New York City Landmarks Preservation Commission Designation Reports
The Neighborhood Preservation Center and Landmarks Preservation Commission have joined together to provide free online access to Landmark designation reports. Designation reports explain the architectural, historical or cultural significance of an individual landmark or historic district.
Access Locations: Stephen A. Schwarzman Building, New York Public Library for the Performing Arts, Dorothy and Lewis B. Cullman Center, Schomburg Center for Research in Black Culture, Science, Industry and Business Library (SIBL), All Branch Libraries, Outside the Library
Subjects: Art; Architecture; New York City History
Notes: The Landmarks Preservation Commission was established in 1965 when Mayor Robert Wagner signed the local law creating the Commission and giving it its power. The Landmarks Law was enacted in response to New Yorkers' growing concern that important physical elements of the City's history were being lost despite the fact that these buildings could be reused.
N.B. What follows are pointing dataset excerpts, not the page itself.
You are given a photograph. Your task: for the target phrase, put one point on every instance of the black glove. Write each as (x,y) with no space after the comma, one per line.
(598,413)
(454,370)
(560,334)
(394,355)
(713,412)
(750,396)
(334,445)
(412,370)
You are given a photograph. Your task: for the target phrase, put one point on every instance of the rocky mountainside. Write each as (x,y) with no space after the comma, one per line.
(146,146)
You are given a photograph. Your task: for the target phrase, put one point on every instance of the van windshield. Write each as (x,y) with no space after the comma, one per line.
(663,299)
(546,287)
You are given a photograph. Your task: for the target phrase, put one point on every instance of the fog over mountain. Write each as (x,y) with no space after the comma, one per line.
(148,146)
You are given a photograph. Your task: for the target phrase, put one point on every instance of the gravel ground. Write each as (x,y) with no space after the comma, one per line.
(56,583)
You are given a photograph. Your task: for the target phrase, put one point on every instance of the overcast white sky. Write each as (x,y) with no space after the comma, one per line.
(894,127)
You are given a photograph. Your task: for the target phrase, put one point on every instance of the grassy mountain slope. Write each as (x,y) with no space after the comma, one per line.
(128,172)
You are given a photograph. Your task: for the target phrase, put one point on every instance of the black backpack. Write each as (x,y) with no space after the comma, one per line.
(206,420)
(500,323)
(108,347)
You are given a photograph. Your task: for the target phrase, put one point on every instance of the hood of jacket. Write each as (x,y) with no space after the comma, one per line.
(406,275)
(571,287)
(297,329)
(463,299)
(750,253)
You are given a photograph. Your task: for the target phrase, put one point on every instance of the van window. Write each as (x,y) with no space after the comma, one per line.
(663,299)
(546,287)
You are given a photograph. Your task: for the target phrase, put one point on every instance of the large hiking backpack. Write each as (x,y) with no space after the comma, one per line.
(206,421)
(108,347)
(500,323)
The first building granted Landmark status in 1965 was the 300 year-old Pieter Claesen Wyckoff House and since then, nearly 23,000 New York City landmarks--individual, interior, historic districts and scenic--have been recognized by the Landmarks Preservation Commission. The architectural and cultural significance of every Landmark and District has been carefully researched, with the findings documented in an accompanying designation report. This searchable database allows researchers to browse through the collection of reports by entering various keywords such as an architect's name, a year a structure was built, a neighborhood, an architectural style or a property's former or current name or use.